NASA analyzes rainfall in Tropical Cyclone Joalane
NASA and the Japan Aerospace Exploration Agency's GPM satellite provided scientists with a look "under the hood" of Tropical Cyclone Joalane's clouds at the rate in which rain was falling throughout the storm.
The Global Precipitation Measurement or GPM core observatory satellite flew over intensifying cyclone Joalane in the South Indian Ocean on April 6, 2015 at 0406 UTC (12:06 a.m. EDT). GPM's Microwave Imager (GMI) found that intense convective thunderstorms within Joalane were dropping rain at a rate of over 63 mm (2.5 inches) per hour.

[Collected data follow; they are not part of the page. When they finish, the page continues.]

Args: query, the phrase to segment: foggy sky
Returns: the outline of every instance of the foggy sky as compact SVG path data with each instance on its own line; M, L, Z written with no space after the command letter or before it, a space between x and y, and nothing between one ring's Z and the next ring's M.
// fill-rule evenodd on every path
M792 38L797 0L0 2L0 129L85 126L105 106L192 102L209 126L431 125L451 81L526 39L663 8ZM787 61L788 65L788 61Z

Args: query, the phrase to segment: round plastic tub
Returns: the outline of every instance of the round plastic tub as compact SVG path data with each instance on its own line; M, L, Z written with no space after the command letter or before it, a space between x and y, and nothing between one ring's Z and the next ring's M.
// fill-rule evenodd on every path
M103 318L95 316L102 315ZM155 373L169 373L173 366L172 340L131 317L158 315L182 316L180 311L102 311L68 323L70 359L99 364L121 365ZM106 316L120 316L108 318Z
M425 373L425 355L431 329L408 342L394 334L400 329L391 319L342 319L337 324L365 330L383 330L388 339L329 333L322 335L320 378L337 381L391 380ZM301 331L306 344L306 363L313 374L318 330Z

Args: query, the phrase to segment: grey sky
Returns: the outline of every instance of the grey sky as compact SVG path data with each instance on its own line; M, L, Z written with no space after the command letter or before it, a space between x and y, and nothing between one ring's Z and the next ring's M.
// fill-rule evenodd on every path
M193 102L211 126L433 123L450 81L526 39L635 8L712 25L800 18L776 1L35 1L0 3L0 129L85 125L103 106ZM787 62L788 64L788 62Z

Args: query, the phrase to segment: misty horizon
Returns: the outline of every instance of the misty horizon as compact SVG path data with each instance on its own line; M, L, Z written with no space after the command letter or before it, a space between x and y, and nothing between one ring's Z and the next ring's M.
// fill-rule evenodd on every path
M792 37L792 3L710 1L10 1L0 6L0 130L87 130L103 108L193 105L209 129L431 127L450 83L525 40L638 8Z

Cyclone Joalane was located northeast of Mauritius at the time of that GPM pass. At NASA's Goddard Space Flight Center in Greenbelt, Maryland a 3-D view of Joalane's vertical precipitation structure was constructed using GPM's Radar (Ku Band) data. This cross section showed that several towering thunderstorms near Joalane's center were reaching heights of over 15 km (9.3 miles). A few storm tops in a strong rain band south of Joalane's center were found reaching even higher to altitudes of 17.4 km (10.8 miles).
Two days later, on April 8 at 09:35 UTC (5:35 a.m. EDT) the MODIS instrument that flies aboard NASA's Aqua satellite captured a visible light image of Tropical Cyclone Joalane that showed the storm maintained an eye that it developed the previous day. Bands of thunderstorms wrapped into the center of circulation. The largest, thickest band of thunderstorms appeared on the eastern side of the center.
At 1500 UTC (11 a.m. EDT) on April 8, 2015, Tropical Cyclone Joalane's maximum sustained winds were near 90 knots (103.5 mph/166.7 kph). It was centered near 15.6 south and 64.9 east, about 624 nautical miles (718.1 miles/1,156 km) east-northeast of St. Denis. Joalane is moving to the southeast at 9 knots (10.3 mph/16.6 kph). At that time, there were no tropical cyclone warnings in effect for Rodrigues Island.
Tropical Cyclone Joalane has intensified and the Joint Typhoon Warning Center forecast a southeastern track through the Southern Indian Ocean. Joalane is expected to weaken to a tropical storm by April 13.